About Casco Bay

There are two theories on the origin of the name "Casco Bay." One is based on Portuguese explorer Esteban Gómez, who explored the Maine coast in 1525 and named the bay "Bahia de Cascos" (Bay of Helmets, based on the shape of the bay). The second is based on Aucocisco, the Abenaki name for the bay, which means 'place of herons' (sometimes translated as 'muddy').[1] The first settlement in Casco Bay was that of Capt. Christopher Levett, an English explorer, who built a house on House Island in 1623-24. The settlement failed.[2] The first permanent settlement of the Portland peninsula was named Casco.

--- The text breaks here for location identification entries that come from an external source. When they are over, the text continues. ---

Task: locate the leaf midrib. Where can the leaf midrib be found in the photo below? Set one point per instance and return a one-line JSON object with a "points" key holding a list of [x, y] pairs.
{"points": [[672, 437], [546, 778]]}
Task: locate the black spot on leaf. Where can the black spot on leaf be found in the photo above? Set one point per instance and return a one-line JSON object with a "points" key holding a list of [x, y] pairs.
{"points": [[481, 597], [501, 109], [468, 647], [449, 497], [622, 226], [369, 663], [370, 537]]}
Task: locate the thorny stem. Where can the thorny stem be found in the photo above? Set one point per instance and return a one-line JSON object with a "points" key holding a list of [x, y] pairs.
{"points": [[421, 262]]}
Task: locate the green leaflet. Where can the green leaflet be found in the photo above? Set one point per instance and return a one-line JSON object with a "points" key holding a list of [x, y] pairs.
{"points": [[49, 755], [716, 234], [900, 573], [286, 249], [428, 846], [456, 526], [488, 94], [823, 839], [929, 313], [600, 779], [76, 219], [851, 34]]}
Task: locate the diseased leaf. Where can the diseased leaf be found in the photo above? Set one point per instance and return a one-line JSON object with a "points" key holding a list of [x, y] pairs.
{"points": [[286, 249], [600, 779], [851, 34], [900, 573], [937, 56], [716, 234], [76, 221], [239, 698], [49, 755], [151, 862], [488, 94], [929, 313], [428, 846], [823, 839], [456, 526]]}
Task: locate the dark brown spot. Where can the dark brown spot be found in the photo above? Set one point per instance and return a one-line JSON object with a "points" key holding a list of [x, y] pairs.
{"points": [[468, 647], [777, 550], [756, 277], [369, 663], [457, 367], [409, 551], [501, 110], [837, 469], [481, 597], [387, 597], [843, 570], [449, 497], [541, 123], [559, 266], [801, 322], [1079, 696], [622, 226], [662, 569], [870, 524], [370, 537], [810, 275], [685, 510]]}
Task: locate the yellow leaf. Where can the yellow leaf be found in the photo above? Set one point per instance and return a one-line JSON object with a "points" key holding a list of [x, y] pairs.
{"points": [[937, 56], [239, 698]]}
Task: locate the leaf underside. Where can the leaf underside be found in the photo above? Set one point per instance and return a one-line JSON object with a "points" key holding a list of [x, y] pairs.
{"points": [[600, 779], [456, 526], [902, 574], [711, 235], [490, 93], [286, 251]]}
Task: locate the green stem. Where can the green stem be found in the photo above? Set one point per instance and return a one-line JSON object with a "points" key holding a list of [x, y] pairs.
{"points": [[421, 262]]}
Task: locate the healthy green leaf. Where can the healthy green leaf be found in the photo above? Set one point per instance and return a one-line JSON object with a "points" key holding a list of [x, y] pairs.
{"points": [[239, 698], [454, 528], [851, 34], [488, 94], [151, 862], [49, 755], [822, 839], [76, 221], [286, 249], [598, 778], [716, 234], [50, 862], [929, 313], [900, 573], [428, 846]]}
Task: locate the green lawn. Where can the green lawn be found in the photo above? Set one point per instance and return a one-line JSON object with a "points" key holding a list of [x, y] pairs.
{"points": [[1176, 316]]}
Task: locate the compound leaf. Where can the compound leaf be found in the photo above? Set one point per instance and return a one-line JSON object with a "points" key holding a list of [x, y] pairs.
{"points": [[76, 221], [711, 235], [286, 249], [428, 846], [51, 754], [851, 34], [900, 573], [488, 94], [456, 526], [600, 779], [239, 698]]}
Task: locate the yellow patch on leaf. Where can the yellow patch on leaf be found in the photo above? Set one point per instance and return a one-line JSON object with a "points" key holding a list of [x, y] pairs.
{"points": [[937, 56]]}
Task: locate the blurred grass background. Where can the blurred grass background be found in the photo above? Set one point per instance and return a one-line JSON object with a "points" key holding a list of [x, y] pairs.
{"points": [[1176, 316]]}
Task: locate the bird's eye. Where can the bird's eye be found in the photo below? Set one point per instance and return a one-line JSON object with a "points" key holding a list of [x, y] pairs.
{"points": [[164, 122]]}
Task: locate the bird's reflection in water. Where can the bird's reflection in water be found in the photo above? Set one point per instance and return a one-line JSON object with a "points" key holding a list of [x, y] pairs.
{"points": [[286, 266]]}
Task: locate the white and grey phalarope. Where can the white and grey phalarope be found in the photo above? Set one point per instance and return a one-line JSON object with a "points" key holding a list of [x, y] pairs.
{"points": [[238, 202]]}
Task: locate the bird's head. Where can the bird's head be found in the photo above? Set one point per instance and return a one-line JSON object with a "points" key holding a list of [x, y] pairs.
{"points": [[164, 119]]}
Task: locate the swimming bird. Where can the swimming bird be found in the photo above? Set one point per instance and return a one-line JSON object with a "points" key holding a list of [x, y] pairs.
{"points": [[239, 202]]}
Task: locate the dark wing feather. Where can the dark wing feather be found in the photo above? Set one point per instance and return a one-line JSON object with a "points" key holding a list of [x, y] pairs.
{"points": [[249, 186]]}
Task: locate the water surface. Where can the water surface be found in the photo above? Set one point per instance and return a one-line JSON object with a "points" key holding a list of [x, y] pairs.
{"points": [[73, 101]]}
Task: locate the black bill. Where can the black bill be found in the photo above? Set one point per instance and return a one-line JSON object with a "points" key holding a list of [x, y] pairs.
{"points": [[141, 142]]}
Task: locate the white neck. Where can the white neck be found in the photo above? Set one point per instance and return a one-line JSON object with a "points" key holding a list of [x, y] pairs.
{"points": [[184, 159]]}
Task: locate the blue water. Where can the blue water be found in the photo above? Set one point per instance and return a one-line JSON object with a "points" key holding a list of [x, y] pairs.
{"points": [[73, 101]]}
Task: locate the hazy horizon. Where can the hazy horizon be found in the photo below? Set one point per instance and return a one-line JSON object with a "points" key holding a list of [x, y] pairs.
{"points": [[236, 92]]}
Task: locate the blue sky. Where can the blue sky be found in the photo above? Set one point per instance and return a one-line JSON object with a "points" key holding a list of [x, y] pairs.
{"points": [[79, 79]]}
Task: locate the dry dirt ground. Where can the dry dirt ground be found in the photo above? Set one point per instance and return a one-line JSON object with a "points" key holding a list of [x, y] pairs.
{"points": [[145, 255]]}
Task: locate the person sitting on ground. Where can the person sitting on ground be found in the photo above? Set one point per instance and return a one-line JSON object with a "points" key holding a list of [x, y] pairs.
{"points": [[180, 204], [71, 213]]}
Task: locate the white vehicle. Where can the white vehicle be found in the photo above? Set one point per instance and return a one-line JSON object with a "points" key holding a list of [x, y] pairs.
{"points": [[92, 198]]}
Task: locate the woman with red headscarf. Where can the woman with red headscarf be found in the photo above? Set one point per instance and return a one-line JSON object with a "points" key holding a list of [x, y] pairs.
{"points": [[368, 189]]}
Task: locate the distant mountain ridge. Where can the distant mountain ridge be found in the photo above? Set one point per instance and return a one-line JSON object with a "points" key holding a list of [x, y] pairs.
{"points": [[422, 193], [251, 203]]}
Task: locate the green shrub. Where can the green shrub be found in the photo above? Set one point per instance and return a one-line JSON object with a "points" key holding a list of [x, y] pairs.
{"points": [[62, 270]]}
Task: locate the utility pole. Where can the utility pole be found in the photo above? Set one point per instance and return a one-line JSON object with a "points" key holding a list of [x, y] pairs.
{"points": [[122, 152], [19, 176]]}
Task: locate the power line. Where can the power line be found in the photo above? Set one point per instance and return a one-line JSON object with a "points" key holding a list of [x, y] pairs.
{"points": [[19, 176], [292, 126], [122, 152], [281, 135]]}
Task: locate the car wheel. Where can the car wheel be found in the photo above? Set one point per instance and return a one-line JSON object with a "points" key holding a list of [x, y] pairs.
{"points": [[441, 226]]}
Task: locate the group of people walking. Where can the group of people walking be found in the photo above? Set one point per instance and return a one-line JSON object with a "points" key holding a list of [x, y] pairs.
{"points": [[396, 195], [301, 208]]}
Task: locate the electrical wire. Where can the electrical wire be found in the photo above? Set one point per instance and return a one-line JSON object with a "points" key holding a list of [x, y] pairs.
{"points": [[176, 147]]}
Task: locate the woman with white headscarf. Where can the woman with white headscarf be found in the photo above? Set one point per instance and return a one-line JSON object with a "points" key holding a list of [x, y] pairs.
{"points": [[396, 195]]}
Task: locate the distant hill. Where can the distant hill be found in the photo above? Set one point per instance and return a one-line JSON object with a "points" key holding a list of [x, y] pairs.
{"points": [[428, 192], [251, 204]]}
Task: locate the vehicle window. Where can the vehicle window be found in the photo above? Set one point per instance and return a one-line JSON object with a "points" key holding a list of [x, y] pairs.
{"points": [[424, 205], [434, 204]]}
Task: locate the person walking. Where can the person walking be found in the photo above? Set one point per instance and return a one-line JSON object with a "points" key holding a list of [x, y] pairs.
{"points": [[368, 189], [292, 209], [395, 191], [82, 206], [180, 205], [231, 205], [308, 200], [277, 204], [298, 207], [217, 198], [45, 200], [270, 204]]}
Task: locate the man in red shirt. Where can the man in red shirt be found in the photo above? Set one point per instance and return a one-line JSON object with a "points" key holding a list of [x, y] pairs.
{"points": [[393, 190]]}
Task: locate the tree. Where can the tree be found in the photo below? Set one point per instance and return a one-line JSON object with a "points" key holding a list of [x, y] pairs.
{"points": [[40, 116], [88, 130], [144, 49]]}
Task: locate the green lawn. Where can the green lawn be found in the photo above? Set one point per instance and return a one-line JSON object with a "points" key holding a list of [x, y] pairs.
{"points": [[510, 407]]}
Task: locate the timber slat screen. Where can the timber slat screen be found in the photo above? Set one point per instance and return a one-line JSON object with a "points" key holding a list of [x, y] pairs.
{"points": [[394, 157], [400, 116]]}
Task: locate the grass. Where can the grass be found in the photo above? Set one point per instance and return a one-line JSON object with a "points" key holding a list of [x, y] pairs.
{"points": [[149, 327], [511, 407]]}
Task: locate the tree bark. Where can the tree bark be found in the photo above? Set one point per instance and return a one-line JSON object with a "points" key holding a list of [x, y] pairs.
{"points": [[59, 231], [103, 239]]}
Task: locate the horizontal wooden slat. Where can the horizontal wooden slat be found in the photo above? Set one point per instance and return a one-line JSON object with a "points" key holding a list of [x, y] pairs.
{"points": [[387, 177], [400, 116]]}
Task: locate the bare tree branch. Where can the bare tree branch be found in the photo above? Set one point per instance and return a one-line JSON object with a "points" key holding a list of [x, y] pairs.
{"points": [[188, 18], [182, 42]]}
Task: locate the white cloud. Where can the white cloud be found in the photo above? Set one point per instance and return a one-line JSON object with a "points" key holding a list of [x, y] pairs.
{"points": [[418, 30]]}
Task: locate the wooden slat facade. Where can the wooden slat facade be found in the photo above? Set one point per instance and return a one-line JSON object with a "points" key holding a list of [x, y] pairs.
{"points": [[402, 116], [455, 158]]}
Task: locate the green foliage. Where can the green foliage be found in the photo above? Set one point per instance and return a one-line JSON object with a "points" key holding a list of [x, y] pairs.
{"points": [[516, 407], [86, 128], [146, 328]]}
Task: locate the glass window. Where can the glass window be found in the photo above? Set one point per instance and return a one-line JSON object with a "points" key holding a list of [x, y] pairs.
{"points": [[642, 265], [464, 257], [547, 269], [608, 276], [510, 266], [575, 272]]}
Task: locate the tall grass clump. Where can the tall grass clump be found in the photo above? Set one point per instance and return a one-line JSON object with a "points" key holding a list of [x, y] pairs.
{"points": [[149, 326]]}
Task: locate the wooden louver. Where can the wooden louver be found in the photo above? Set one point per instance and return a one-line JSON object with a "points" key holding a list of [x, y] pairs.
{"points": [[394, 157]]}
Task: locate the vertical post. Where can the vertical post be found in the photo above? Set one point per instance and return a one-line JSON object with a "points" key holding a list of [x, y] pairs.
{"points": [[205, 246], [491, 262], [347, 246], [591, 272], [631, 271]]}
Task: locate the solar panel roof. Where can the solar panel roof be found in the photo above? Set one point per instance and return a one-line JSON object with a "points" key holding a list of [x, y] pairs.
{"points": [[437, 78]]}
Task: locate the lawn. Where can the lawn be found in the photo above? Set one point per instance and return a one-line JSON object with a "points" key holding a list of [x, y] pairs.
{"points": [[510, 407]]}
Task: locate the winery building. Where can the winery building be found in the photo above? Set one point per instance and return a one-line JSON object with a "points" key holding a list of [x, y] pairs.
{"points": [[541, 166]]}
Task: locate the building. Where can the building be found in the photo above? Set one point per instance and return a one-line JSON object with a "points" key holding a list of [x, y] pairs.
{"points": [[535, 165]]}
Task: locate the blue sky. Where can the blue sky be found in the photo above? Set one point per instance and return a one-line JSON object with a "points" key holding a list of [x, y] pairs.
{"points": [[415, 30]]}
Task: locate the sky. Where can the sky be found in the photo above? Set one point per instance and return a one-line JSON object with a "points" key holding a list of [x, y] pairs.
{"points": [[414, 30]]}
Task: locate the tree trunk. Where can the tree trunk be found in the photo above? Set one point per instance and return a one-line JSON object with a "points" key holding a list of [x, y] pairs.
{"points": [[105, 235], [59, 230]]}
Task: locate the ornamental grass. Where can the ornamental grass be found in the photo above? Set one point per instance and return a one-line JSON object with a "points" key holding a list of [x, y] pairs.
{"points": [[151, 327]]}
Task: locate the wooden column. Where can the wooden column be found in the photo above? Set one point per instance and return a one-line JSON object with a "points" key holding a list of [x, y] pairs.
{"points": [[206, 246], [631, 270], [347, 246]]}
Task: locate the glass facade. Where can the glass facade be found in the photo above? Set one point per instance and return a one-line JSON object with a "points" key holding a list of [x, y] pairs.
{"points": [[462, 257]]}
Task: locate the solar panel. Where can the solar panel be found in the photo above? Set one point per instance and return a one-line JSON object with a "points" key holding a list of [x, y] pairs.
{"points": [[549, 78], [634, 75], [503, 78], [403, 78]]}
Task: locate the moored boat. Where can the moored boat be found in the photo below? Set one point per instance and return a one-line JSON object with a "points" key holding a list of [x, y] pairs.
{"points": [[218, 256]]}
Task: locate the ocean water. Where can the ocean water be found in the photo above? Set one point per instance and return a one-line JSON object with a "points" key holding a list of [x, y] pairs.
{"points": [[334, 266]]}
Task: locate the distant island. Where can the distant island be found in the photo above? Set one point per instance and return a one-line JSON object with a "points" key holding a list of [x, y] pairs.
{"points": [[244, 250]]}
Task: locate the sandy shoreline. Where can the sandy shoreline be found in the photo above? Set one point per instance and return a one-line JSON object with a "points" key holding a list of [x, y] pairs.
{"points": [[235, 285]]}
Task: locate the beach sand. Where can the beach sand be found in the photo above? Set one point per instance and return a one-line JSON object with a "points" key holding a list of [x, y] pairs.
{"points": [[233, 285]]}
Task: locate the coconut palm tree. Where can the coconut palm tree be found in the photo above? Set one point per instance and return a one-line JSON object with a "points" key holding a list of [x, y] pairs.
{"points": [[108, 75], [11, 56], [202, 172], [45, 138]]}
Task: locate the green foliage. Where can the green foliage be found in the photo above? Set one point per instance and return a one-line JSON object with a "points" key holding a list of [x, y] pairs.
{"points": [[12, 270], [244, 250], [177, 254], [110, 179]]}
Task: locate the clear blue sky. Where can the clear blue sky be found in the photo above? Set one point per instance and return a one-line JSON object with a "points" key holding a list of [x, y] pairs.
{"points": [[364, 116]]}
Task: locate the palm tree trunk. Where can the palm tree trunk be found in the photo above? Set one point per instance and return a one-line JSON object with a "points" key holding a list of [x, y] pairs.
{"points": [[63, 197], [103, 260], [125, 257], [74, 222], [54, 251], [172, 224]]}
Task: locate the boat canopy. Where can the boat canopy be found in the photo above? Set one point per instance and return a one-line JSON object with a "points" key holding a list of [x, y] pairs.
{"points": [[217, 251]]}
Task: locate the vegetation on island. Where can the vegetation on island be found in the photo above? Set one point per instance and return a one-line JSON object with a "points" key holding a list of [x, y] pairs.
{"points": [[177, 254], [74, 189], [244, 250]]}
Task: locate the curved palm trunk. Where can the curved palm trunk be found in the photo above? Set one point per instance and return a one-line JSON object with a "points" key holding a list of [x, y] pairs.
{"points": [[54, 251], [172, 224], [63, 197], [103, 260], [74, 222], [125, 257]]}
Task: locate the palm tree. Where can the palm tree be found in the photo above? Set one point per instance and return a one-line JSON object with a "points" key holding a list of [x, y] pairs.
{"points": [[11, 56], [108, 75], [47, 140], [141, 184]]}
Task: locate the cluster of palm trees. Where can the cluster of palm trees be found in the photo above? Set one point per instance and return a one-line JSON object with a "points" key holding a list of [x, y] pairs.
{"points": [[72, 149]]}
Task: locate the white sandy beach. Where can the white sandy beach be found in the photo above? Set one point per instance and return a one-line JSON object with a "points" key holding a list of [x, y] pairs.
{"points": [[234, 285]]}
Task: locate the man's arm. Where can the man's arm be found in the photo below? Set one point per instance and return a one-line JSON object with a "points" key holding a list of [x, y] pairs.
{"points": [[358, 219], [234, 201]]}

A small town 25 miles north northwest of Portland, also in Cumberland County, later claimed the name Casco.

The islands in the bay are also called the Calendar Islands, based on the popular myth there are 365 of them. This was first reported in 1700 by Colonel Wolfgang William Römer, an English military engineer, who reported there were "as many islands as there are days in the year."[3] The United States Coastal Pilot lists 136 islands.[4] Robert M. York, the former Maine state historian said there are "little more than two hundred islands."[5]

The bay is also home to abandoned military fortifications dating from the War of 1812 through World War II; during World War II, Casco Bay served as an anchorage for US Navy ships.

The State Historic Site of Eagle Island was the summer home of Arctic explorer Robert Peary.

Walter Cronkite stated that, in his opinion, the bay offered some of the best sailing in the world.

In 2008, up-and-coming composers Peter J. McLaughlin and Akiva G. Zamcheck wrote a piece in four movements paying homage to the wreck of the Don in Casco Bay in 1941. The piece received critical acclaim from the Portland Press Herald and from fellow Maine composers.